Cherubim & Seraphim - Russian Orthodox Choral Works from Catherine the Great to Nicholas II
In Russia, despite the westward vision of Tsar Peter the Great by 1700 the repertory of the St Petersburg Imperial Chapel Choir was still dominated by a style heavily dependent upon homophony. Stronger Western influences would be felt when central European musicians flocked to take up opportunities in Russia during the first decades of the eighteenth century. A courtly preference for Italian music grew, reaching a high point during the reign of Catherine the Great (1762-96), influencing two centuries of ethereal and spine-tingling Orthodox choral works.
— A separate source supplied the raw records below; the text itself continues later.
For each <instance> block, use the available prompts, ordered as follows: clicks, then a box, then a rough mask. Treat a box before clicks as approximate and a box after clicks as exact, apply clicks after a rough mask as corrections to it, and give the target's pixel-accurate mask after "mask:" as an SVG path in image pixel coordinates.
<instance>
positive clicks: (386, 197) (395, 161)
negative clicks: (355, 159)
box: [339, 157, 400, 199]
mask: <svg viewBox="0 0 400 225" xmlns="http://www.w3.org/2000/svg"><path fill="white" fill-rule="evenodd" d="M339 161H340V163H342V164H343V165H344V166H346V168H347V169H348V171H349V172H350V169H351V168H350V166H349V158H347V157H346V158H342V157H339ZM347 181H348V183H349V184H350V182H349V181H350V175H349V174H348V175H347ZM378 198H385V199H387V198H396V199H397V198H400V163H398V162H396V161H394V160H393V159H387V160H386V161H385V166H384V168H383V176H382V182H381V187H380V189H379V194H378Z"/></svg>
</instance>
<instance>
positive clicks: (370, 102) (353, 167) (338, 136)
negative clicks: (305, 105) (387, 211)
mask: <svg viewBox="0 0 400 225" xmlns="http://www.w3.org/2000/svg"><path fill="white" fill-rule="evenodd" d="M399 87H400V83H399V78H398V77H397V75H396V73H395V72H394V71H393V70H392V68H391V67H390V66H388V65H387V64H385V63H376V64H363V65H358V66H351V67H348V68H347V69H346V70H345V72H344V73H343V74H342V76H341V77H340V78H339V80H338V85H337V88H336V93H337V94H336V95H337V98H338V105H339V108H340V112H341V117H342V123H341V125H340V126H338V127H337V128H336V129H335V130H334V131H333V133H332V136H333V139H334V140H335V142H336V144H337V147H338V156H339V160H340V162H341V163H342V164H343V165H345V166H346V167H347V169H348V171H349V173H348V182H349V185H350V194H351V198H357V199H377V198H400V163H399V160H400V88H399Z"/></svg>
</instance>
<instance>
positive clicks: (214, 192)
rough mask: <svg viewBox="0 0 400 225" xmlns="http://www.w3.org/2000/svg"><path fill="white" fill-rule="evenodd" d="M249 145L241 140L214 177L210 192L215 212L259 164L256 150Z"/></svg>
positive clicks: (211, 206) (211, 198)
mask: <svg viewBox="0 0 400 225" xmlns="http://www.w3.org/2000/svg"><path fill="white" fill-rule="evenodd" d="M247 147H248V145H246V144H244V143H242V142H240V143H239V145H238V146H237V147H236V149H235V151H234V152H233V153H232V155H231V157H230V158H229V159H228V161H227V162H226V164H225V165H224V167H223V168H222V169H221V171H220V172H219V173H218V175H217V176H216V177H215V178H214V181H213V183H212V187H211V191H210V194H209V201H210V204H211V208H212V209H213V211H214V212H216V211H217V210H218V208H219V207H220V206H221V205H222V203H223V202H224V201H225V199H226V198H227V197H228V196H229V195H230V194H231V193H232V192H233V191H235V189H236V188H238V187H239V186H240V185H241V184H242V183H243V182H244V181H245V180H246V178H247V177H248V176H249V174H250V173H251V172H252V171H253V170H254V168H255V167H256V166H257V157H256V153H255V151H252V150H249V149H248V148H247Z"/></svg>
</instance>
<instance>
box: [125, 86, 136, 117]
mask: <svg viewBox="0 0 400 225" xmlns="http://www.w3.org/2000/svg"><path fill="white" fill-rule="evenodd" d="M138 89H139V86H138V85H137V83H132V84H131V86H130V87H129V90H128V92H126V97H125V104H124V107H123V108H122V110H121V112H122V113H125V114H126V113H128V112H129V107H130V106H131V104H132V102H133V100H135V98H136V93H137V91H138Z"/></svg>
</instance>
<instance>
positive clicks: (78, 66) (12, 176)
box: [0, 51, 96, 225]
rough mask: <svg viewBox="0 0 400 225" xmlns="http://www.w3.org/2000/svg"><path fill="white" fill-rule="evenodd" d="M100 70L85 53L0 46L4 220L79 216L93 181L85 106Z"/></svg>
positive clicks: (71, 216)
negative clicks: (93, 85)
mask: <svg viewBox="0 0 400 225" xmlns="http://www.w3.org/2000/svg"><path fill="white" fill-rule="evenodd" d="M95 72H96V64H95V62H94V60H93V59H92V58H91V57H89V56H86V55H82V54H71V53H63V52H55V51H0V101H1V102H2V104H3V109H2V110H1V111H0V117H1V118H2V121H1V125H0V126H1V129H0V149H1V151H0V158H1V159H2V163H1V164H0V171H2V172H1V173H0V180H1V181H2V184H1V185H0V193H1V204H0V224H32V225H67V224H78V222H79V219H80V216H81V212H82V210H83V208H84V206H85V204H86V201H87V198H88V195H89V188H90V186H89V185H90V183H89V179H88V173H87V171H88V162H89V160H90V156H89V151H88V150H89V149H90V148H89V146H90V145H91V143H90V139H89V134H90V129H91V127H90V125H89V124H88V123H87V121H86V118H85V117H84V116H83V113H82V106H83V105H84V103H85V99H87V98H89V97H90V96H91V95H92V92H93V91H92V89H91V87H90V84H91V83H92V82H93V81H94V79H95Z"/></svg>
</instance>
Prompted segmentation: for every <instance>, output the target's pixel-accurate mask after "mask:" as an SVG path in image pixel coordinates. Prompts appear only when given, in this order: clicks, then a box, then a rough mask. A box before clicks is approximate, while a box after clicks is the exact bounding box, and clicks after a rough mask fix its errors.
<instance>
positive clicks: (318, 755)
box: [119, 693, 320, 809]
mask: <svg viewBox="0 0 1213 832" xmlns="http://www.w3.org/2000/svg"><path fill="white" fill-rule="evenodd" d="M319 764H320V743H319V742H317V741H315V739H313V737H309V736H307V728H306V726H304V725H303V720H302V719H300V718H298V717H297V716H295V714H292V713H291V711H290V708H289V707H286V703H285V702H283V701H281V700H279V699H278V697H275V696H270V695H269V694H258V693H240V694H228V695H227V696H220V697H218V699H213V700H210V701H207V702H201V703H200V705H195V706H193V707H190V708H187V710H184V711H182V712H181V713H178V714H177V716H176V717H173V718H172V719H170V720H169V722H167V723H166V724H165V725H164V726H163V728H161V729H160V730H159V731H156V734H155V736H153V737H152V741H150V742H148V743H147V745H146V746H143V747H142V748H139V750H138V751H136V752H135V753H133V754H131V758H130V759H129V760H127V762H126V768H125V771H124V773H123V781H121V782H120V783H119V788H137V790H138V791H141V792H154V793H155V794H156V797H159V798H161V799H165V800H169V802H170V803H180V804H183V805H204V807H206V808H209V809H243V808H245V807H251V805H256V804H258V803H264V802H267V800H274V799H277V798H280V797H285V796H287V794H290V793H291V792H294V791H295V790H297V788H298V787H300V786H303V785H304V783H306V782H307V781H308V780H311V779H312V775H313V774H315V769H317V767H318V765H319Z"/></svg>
This disc is precisely a collection of choral works composed by Italian and Russian composers between 1765 and 1915; 150 years of spine-tingling creations of sheer uplifting beauty. The programme includes 14 short pieces that vary from the profound to the prayerful, from the thankful to the rejoiceful, but each composition has that inescapable human yearning of wanting to be entwined with the divine. Harmonia Sacra under Peter Leech present this music in performances that are skilful, stylish and hugely attractive to the ear. The air is consistently tender rather than forcefully dramatic, and the great attention to detail readily discloses all the subtleties of these quite inspiring gems. Sound and annotations are first-rate, but the 50 minutes playing time might induce some reservations. But this is only a minor glitch in what is a very fine issue that should be snapped up without hesitation.